From Euler project, task 1.

"If we list all the natural numbers below 10 that are multiples of 3 or 5, we get 3, 5, 6 and 9. The sum of these multiples is 23.

Find the sum of all the multiples of 3 or 5 below 1000."

Pretty Simple:

(1 to 1000).filter( x => (x %3 == 0) || ( x%5 == 0) ).

foldLeft(0)(_ + _)

or:

(1 to 1000).foldLeft(0)

( (x,y) => x + (if (y % 3 == 0 || y % 5 ==0) y else 0))

However, the first one creates the list of number divided by 3 or 5 first before folding.
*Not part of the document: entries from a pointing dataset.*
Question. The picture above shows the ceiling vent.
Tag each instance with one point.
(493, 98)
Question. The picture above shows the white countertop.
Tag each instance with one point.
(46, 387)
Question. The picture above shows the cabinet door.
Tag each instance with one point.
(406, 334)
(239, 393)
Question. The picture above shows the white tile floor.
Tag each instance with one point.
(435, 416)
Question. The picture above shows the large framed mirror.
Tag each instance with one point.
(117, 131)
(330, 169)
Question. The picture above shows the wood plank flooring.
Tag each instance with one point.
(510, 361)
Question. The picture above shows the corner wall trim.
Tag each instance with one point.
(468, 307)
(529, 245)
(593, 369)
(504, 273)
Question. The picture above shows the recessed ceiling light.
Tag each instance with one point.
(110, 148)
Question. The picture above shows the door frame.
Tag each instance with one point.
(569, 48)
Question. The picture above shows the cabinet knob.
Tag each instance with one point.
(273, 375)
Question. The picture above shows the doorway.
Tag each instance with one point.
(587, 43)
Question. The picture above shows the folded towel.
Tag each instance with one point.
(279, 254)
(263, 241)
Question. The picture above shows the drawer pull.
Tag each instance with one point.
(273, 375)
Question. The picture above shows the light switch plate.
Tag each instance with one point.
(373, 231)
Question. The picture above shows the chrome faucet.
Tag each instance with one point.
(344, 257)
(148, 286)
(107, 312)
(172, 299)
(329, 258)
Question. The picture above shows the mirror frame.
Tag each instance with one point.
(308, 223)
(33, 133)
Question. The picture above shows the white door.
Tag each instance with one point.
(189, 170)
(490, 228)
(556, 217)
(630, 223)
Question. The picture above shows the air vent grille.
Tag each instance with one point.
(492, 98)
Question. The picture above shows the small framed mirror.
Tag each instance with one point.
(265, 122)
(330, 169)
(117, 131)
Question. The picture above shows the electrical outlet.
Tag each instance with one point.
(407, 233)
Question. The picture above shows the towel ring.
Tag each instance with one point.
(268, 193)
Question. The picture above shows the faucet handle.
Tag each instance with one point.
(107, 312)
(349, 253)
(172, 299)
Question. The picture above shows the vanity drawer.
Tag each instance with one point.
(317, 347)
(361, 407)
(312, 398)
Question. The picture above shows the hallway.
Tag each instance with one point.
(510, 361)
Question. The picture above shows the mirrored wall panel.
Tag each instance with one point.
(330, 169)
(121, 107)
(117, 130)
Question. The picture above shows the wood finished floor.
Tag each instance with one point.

So, I think that the second version is better in term of number of created list.

Anyway, I think the following is the best one:

(1 to 1000 / 3).foldLeft(0)( _ + _ * 3) +

(1 to 1000 / 5).foldLeft(0)( _ + _ * 5) -

(1 to 1000 / 15 ).foldLeft(0)( _ + _ *15)

(1 to 1000 / 15 ).foldLeft(0)( _ + _ *15)

The first two versions execute 1000 comparisons inside the (1 to ...) , while the second has no comparison. So, I believe the last version should be better than the first two.

In conclusion, my guess of the best performing implementation is the following:

1. Third implementation.

2. Second implementation.

3. First implementation.

Maybe the first implementation performs better than the second but the first consumes more memory.

Quick profiling on time of average execution , using 1000 000 as limit instead of 1000 in my machine:

1. First implementation: 130 ms

2. Second implementation: 65 ms

3. Third implementation: 32 ms.

Finally, I found this one as even more better solution:

(1 to 1000 / 3).foldLeft(0)( _ + _ * 3) + (

1 to 1000/ 5).foldLeft(0)(

(x,y) => x + (if (y % 3 ==0) 0 else (y * 5)))

Any thought ?

## 2 comments:

Wouldn't it be faster to actually calculate them?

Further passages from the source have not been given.